Dari penelitian tersebut, kami dapati bahwa dalam kurun tahun 2000-2020, di 7 wilayah tersebut terdapat 1.523 bencana alam seperti banjir, gempa bumi, tsunami, badai siklon, tanah longsor, dan lainnya yang membuat terumbu karang mengalami kerusakan.
Selain itu juga ditemukan 123 bencana antropogenik di 7 wilayah tersebut yang membuat terumbu karang rusak.
Analis Kebijakan pada Badan Kebijakan Fiskal Kementerian Keuangan Dewa Ekayana berujar perbaikan terumbu karang yang rusak akibat bencana perlu didukung mekanisme pendanaan yang berkelanjutan.
Menurutnya mekanisme keuangan dan pembiayaan atau asuransi untuk restorasi terumbu karang di Indonesia yang lebih memungkinkan adalah dengan menggunakan skema manajemen dana perwalian.
Lewat Badan Layanan Umum karena sudah didukung oleh ketentuan hukum dan regulasi yang ada.

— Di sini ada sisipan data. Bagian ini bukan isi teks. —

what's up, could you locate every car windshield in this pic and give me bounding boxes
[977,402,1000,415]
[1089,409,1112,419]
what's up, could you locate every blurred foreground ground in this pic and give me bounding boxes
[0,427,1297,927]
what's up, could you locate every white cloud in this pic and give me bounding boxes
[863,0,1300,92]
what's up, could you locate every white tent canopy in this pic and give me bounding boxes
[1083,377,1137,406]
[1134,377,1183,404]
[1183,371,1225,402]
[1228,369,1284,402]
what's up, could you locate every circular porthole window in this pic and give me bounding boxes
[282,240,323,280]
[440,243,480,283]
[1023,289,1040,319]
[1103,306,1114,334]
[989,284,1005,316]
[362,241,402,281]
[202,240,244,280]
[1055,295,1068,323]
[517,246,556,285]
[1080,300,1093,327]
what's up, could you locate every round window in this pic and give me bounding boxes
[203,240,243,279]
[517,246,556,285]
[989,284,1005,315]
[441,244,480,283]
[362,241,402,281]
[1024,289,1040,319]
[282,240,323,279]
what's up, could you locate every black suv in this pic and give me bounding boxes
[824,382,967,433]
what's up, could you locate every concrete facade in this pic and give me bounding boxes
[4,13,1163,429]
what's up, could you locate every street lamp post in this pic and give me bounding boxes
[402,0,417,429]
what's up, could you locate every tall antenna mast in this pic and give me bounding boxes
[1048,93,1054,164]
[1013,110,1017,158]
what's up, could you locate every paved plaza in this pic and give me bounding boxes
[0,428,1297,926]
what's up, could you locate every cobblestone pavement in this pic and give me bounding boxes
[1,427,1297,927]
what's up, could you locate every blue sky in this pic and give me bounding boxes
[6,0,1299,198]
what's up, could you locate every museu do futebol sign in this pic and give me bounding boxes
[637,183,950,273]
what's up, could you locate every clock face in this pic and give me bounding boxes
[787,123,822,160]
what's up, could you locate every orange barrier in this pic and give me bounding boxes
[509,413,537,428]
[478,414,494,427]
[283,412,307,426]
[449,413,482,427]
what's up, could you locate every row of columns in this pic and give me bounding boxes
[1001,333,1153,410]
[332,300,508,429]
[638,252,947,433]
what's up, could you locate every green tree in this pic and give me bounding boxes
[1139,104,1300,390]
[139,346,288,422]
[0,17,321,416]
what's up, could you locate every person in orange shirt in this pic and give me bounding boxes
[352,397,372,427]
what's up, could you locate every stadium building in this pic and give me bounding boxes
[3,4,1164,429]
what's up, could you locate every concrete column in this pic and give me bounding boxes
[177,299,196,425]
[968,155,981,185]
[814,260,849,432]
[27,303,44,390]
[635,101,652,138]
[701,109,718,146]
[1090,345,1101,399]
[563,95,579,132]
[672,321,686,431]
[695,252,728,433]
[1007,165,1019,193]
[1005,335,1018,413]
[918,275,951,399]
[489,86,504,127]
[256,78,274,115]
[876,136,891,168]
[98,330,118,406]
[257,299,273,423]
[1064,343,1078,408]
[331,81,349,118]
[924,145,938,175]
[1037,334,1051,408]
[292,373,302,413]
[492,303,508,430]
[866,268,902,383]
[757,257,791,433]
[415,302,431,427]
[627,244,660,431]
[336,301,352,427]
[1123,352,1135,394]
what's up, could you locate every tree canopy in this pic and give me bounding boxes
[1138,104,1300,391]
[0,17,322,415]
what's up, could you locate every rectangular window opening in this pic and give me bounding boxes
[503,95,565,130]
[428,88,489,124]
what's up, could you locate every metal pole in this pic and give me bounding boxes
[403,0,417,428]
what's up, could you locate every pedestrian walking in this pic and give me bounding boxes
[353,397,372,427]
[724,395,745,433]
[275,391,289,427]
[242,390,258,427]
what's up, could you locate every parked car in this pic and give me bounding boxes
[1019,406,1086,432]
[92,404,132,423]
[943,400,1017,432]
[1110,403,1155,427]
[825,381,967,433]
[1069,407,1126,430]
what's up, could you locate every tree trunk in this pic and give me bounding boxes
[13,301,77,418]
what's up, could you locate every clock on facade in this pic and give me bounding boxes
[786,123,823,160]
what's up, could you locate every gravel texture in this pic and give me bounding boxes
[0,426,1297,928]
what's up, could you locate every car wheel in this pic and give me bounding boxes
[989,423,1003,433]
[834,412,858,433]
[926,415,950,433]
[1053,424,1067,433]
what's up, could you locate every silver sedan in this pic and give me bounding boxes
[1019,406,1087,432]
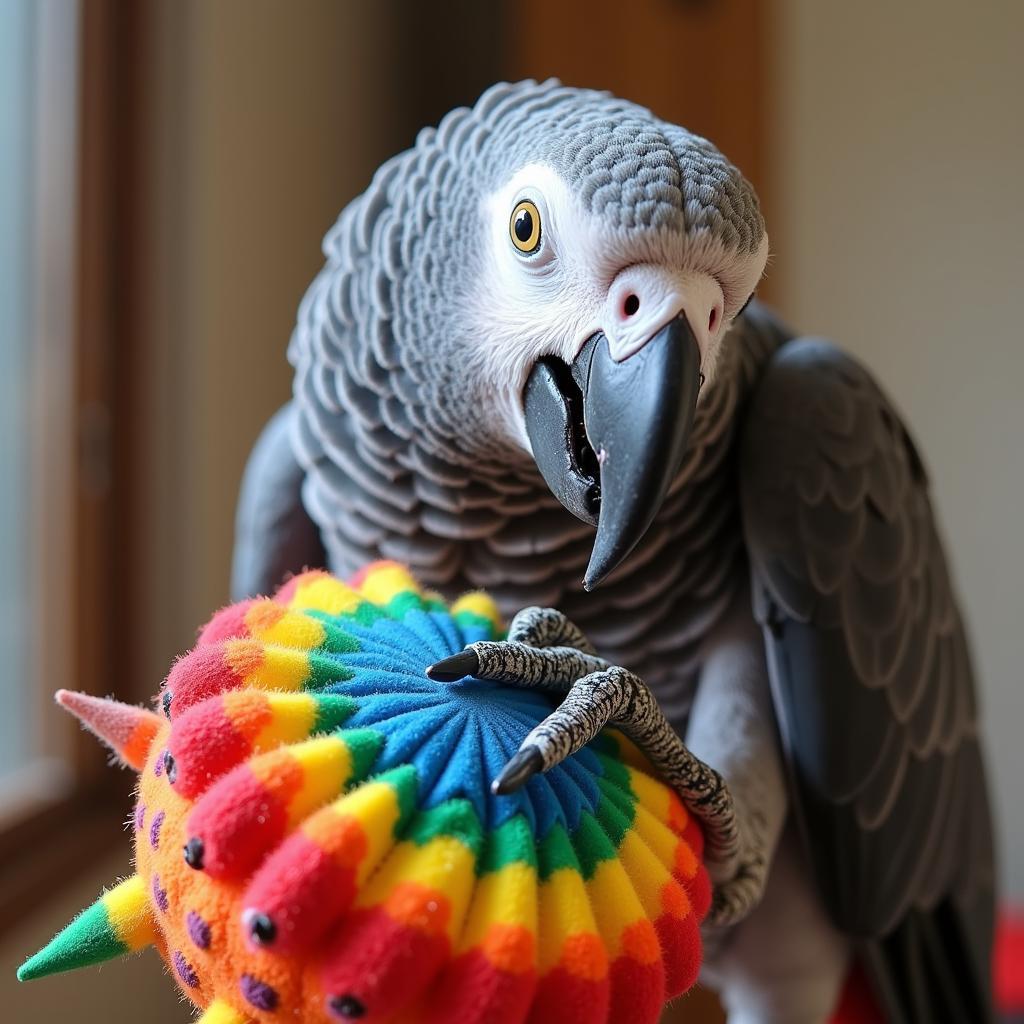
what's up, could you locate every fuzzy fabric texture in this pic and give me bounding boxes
[20,562,711,1024]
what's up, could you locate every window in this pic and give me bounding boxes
[0,0,78,821]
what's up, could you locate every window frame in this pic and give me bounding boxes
[0,0,145,934]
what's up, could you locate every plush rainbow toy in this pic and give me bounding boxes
[18,563,710,1023]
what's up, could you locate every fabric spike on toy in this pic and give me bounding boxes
[19,562,711,1024]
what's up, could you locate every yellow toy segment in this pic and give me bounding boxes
[361,835,477,941]
[288,574,362,617]
[250,692,319,750]
[451,591,504,633]
[358,562,424,604]
[459,861,539,973]
[103,876,158,951]
[535,867,604,975]
[327,780,405,885]
[245,599,326,650]
[287,736,355,826]
[195,1000,250,1024]
[586,857,652,962]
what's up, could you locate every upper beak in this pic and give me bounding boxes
[523,313,702,590]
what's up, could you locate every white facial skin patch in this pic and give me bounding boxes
[473,164,768,450]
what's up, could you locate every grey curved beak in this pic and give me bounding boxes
[524,314,702,590]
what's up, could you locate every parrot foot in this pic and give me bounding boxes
[426,605,749,894]
[704,816,770,927]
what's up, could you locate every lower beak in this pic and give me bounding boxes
[524,314,702,590]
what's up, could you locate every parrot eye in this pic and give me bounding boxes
[510,199,542,255]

“Siapa yang harus membayar premi asuransi terumbu karang ini? Bisa dibayar oleh negara, sebagai penerima manfaatnya. Untuk itu perlu dilakukan inventarisasi dan valuasi ekonomi terumbu karang sebagai aset negara, untuk mengetahui berapa jumlah kerugian negara jika ada bencana terhadap terumbu karang,” kata Dewa.